On January 9, 2001, PepsiCo filed a joint proxy statement/prospectus in connection with its proposed merger with Quaker Oats. On March 13, 2001, PepsiCo and Quaker Oats jointly prepared and filed an amendment to the joint proxy statement/prospectus with the Securities and Exchange Commission. INVESTORS ARE URGED TO READ THE PROXY STATEMENT/PROSPECTUS WHEN IT BECOMES AVAILABLE AND ANY OTHER RELEVANT DOCUMENTS FILED WITH THE SEC BECAUSE THEY WILL CONTAIN IMPORTANT INFORMATION. You will be able to obtain the documents free of charge at the website maintained by the SEC at In addition, you may obtain documents filed with the SEC by PepsiCo free of charge by requesting them in writing from PepsiCo, Inc., 700 Anderson Hill Road, Purchase, New York 10577, Attention: Secretary, or by telephone at (914) 253-2000. You may obtain documents filed with the SEC by Quaker Oats free of charge by requesting them in writing from The Quaker Oats Company, 321 North Clark Street, Chicago, Illinois 60610, Attention: Corporate Secretary, or by telephone at (312) 222-7111.

PepsiCo and Quaker Oats, and their respective directors and executive officers, may be deemed to be participants in the solicitation of proxies from the stockholders of PepsiCo and Quaker Oats in connection with the merger. Information about the directors and executive officers of PepsiCo and their ownership of PepsiCo shares is set forth in the proxy statement for PepsiCo’s 2000 annual meeting of shareholders. Information about the directors and executive officers of Quaker Oats and their ownership of Quaker Oats stock is set forth in the proxy statement for Quaker’s 2000 annual meeting of stockholders. Investors may obtain additional information regarding the interests of such participants by reading the proxy statement/prospectus when its becomes available.

# # # # # #

The following communication was disseminated to employees of PepsiCo, Inc.

[PepsiCo, Inc. Logo]

April 17, 2001

To: PepsiCo Employees

From: Roger Enrico and Steve Reinemund


In keeping with our earlier promise to provide regular updates on the PepsiCo-Quaker merger, we thought we'd share a few recent developments.

In general we continue to make encouraging progress.
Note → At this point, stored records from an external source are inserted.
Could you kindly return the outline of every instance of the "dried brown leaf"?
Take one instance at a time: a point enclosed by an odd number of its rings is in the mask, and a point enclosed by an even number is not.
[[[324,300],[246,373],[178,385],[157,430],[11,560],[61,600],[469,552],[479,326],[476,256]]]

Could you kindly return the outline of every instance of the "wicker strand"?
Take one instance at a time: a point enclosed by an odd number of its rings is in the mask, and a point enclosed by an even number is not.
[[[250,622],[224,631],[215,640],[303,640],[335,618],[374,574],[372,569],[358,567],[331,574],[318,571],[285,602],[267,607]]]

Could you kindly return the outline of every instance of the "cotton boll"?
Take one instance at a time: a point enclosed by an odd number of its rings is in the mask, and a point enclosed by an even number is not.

Here are some of the specific advances we’ve made lately:


Our joint PepsiCo-Quaker integration teams continue to explore ideas we can develop and implement when the merger is complete. They have looked at a variety of ways we can enhance our growth opportunities by being more effective in serving our customers and consumers. The overriding goal throughout the process has been to create the world’s leading convenient food and beverage company.

We are very close to reaching some conclusions about how best to configure the new company. We know you are probably anxious to learn more about this and we greatly appreciate your patience. Rest assured that we will share with you additional information as soon as we can -- and certainly well in advance of the actual merger date.

In the meantime, we will keep you advised of developments. Thanks for helping to sustain the excellent momentum we are enjoying across our businesses during this process. Nothing is more important to making this merger a great success than continuing our excellent performance.